The proposed hike the second day was to take the path leading to Tienuurkop, an ‘out-and-back’, which gave the participants a measure of choice as to how far they walked. Once again, Willemina led the group, augmented in number by the Cape Town contingent. This walk ascends slowly and then increasingly steeply further east, and the views out across the plain with all the farm dams were wonderful. The peaks were shrouded in mist and the younger part of the group, the possible summit party, took an unintentional detour in the lower section which precluded any summit hopes. With the mist shifting constantly, this was perhaps just as well. We all turned round, some reluctantly,some readily, at more or less the same time. The weather stayed co-operative but rain was on its way.(It arrived that night.)

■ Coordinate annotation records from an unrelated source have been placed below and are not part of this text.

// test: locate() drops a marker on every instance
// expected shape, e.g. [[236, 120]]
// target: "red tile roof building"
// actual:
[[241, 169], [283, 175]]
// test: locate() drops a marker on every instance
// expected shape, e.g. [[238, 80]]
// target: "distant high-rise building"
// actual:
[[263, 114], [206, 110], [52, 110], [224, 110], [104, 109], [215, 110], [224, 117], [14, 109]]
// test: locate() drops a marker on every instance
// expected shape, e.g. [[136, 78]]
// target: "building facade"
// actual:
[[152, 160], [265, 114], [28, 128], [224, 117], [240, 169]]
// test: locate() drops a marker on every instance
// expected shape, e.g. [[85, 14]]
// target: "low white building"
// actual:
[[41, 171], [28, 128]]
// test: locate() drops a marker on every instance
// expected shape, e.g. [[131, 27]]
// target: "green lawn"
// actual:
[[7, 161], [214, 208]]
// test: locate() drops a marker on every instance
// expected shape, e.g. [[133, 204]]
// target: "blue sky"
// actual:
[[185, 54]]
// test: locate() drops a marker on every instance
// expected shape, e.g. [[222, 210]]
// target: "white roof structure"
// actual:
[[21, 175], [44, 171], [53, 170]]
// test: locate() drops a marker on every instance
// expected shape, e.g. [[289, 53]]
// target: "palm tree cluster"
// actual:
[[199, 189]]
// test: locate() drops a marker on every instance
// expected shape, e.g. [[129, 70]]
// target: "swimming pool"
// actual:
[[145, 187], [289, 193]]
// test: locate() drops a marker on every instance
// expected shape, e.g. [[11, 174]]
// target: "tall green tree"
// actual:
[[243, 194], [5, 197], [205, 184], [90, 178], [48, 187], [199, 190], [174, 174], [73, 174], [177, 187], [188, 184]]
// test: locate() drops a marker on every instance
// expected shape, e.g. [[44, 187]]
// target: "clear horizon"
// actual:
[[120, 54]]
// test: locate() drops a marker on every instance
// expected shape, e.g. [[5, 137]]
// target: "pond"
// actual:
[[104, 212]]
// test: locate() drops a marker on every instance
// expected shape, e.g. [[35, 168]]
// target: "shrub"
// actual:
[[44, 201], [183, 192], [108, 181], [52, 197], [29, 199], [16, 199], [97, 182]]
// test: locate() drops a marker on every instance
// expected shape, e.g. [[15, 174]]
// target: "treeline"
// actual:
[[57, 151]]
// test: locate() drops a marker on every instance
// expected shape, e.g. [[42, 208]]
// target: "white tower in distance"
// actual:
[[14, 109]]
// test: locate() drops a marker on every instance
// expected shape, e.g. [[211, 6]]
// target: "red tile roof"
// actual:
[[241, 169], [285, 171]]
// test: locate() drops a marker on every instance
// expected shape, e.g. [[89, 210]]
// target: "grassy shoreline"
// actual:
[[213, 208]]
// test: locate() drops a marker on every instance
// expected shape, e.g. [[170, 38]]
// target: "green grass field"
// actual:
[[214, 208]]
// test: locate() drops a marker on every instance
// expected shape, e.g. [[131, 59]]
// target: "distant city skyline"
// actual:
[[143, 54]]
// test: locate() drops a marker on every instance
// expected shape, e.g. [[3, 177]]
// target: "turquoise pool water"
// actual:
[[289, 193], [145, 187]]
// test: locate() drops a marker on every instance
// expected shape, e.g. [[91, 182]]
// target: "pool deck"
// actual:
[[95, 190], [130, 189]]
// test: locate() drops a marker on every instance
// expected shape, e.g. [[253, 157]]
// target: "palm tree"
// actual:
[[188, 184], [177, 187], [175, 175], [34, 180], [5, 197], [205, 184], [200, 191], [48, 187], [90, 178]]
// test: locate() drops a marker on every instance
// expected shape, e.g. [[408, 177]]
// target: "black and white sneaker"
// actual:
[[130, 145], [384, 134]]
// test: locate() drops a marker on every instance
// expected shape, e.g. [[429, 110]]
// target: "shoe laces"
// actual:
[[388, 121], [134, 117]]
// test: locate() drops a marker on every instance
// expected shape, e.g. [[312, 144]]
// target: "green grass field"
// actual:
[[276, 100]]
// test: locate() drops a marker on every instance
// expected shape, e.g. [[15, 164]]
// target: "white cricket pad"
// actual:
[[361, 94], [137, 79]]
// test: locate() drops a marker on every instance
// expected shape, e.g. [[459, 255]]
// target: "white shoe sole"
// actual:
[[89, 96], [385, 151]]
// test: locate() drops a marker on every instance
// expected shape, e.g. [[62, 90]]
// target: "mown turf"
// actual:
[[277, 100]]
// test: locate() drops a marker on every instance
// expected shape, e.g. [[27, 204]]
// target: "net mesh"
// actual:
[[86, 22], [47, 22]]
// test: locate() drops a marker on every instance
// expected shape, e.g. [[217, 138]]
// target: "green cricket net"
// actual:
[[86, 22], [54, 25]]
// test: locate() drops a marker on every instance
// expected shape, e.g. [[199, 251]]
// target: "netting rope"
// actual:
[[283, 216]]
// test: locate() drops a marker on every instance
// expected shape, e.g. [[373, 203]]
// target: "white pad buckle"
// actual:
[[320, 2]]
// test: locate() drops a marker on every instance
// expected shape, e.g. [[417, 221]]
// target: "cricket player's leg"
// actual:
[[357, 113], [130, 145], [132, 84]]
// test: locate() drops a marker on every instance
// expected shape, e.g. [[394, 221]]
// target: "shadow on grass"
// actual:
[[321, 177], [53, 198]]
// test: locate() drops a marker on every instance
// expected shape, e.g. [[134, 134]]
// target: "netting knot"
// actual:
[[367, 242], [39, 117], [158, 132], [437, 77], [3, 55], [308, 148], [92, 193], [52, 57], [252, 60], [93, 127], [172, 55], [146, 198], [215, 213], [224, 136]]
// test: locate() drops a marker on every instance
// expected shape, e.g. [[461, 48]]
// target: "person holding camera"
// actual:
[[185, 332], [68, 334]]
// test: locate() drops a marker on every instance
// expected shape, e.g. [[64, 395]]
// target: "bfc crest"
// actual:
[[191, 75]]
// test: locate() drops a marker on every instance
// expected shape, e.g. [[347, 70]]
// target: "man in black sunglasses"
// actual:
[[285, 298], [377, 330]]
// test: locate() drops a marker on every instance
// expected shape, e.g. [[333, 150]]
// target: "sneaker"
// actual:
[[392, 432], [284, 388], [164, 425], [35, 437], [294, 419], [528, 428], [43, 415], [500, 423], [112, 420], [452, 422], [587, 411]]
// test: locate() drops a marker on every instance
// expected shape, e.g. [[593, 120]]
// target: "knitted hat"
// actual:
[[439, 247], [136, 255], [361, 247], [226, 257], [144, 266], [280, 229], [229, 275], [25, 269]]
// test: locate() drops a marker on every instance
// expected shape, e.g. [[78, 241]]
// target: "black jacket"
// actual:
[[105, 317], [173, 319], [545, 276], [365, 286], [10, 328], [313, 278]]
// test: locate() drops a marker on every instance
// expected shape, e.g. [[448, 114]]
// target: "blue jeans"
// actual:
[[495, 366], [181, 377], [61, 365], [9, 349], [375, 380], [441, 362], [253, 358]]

Early on in this walk we saw an interesting ground protea, perhaps Protea piscina(LC), and also Cyclopia genistoides(NT). Higher up was the small-leafed Protea cynaroides(LC).The real treat on the way down was to see on and next to the path a generous scattering of Romulea jugicola(VU) which had opened while we were still climbing up. Interspersed with Disa sagittalis (LC), this was a highlight of the day. As on the previous day, the hills were alive with great groves of Osteospermum corymbosum and Cliffortia grandifolia.

Another highlight of a different sort was post-hike drinks at a delightful restaurant, La Belle Alliance, in Swellendam. This was Willemina’s suggestion and we had a very happy time with 13 of us sitting around a long table in the sun, on the banks of a pretty river, talking plants and CREW matters and iSpot and whatever else came up. Some people had drinks, some had coffee, most had chips (rather good ones, made properly from scratch) and one or two ate impressively upmarket at the level of herring (Rupert) or a chic little salad (Gigi). We could have been somewhere in Europe, but mercifully not paying in euros.

Huge thanks are due to Willemina, who organised and co-ordinated the activities so enthusiastically (and also accommodated so graciously the occasional mild eccentricities of the Outramps). We all learn so much from interacting with other CREW people, and not only about plants.